つまり「政策で動く人」より「物価で読む人」が勝ちやすい時代です。
円相場と実質金利の関係は、2023年以降とくに明確です。たとえば2023年秋、米国の実質金利が2%台だった一方、日本はマイナス1%台。この差がドル高・円安(1ドル=150円台)を引き起こしました。
つまり、実質金利差こそ為替の本質的なドライバーです。
2026年の現時点でも米国実質金利が1.8%、日本が-0.3%程度と差が大きいため、為替レートは円安基調を維持しています。ただし、実質金利差が縮小すると一気に円高へ触れる可能性があります。
これが「逆転現象」の発火点になることもありますね。
為替ヘッジコストが高止まりしているため、外貨建て商品の投資家は「実質金利差とヘッジコストのバランス」を必ず確認すべきです。
つまり、為替と実質金利を一体で読むのがコツです。
マイナス実質金利の時代、株式市場はむしろ上昇しやすい傾向があります。これは、将来の企業収益がインフレで目減りしにくく、低金利が株価を支えるためです。
たとえば2021~2025年のTOPIXは約1.6倍に上昇しました。マイナス金利下でも株価が堅調だった理由がここにあります。

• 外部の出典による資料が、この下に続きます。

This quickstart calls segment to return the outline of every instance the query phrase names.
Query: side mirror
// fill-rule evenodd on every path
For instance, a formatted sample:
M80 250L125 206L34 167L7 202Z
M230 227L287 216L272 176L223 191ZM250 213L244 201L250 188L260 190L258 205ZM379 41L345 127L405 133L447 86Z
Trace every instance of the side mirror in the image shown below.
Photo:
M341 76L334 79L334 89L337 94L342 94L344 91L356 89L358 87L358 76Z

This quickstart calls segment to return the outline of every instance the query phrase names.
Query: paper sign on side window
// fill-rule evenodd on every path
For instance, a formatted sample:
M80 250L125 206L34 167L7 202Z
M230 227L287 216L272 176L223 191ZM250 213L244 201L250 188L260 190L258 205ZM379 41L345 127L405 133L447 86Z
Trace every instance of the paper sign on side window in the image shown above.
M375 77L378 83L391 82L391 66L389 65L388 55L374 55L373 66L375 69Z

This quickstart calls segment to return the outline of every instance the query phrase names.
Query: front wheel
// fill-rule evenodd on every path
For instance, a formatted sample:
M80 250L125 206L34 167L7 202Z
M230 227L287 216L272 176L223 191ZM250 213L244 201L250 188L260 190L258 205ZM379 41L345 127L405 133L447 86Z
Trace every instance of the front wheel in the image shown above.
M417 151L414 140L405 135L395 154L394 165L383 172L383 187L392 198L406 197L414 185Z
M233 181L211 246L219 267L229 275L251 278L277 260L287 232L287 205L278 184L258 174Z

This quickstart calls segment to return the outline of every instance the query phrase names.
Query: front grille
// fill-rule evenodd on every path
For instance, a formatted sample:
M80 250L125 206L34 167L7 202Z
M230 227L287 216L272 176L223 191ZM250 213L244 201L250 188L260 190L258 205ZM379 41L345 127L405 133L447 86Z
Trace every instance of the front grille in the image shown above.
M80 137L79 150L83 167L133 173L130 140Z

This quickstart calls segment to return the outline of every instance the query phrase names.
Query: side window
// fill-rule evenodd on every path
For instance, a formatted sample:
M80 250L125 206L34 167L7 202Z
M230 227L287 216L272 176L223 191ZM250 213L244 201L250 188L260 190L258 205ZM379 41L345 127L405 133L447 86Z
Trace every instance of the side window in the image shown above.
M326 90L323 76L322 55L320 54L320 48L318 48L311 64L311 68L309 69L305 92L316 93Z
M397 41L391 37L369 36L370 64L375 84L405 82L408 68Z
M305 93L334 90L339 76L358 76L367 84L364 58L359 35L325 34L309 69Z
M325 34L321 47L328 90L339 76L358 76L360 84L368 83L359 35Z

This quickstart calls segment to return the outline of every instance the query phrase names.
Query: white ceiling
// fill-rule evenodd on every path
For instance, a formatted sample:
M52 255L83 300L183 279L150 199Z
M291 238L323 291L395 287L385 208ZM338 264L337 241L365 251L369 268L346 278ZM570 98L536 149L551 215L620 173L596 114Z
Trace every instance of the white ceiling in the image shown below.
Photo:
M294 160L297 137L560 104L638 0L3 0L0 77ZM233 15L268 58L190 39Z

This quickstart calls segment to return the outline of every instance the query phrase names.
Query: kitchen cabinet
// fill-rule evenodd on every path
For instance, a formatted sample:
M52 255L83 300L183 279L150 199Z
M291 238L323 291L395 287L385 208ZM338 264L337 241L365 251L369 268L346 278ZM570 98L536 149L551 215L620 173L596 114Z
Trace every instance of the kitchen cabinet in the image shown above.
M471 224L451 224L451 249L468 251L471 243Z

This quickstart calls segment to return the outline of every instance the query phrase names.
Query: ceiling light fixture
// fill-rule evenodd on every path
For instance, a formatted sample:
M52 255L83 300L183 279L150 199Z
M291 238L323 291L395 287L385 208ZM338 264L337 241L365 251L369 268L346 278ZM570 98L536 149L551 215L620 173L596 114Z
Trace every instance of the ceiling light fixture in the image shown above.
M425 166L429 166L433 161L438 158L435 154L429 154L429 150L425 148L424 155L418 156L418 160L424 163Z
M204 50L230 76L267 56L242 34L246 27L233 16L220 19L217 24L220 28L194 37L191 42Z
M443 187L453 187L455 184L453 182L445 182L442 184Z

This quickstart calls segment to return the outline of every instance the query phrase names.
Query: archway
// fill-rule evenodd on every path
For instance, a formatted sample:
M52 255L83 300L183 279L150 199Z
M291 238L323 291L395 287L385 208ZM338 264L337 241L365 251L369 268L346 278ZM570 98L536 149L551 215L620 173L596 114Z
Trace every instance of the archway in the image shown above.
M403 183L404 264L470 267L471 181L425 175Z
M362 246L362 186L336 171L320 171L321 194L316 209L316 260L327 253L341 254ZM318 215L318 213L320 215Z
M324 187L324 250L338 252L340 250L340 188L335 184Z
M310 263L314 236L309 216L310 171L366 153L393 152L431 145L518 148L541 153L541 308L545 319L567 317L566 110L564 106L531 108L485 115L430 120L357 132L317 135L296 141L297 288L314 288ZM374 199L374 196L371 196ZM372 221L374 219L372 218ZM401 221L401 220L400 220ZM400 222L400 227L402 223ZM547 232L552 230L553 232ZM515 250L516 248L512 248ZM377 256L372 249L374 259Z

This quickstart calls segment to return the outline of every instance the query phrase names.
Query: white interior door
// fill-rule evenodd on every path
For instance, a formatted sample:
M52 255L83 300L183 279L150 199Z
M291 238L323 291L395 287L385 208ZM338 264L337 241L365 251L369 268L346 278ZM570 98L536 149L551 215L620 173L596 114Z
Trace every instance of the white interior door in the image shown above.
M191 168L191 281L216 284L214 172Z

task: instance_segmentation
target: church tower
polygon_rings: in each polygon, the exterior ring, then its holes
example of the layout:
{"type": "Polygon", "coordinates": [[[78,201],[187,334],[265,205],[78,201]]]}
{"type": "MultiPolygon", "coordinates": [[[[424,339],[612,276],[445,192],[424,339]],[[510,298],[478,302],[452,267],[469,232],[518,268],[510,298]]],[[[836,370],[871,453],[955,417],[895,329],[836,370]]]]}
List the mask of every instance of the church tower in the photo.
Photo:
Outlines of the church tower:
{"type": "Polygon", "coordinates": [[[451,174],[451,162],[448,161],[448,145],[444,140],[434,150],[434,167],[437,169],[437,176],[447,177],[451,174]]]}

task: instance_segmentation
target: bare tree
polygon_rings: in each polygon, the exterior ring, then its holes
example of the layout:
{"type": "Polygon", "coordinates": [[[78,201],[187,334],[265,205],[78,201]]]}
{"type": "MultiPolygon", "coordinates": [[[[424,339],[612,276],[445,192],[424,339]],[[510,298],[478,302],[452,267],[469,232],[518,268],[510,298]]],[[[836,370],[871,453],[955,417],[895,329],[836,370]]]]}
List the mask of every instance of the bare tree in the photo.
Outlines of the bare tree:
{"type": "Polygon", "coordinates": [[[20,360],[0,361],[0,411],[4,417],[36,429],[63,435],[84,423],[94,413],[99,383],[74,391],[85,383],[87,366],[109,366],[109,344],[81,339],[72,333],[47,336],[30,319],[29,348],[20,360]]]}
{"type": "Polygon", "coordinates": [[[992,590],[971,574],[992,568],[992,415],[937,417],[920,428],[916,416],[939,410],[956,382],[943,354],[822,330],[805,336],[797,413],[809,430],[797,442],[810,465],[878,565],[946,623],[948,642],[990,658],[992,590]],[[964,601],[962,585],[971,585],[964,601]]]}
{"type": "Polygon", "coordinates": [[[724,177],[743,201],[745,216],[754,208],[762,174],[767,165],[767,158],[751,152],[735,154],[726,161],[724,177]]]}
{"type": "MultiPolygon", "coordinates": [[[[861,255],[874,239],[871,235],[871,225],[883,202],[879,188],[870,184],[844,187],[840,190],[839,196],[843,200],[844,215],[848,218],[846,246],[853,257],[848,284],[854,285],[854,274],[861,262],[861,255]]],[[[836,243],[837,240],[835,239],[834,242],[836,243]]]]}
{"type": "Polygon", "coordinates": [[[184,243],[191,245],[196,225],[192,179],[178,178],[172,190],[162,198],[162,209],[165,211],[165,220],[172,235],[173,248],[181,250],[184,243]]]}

しかし2025年末以降、実質金利が少しずつ上向くなかで成長株と割安株のバランスが変化しています。つまり同じ株でも「金利耐性」が問われる局面になったのです。
いいことですね。
投資家にとっては、「どの業種が実質金利に強いか」を見極めることが収益差を生みます。実際、配当利回りの高いインフラや商社株ものきなみ強い動きを見せています。
ということは、実質金利が株式分析の鍵になるということですね。
実質金利が依然マイナス圏にある中で、現金や定期預金を持ちすぎることは「静かな損失」を意味します。たとえば100万円を年利0.02%で預けて物価が2.5%上がれば、実質的には1年で約2万5千円分の購買力を失う計算です。
痛いですね。
そのため、生活防衛資金を除いた資金は「実質プラスを維持できる運用」へ分散するのが有効です。具体的にはインフレ連動国債、金(ゴールド)、高配当株ETFなどです。これらは物価上昇とともに価値が保たれやすい資産として注目されています。
結論は「実質ベースで負けないポートフォリオ」を持つことです。
また、資産運用アプリや証券会社のダッシュボードなどでは、名目利回りしか表示されないケースが多いため、CPIを加味した「実質利回り」を自分で確認する習慣が重要です。
つまり「見た目より実の数字」で判断するのが生き残る条件です。
日本銀行の公式統計(金融経済月報)や総務省統計局のCPIデータは実質金利の計算に欠かせません。
政策意図の背景を知るなら、日銀の金融政策決定会合議事録が最も参考になります。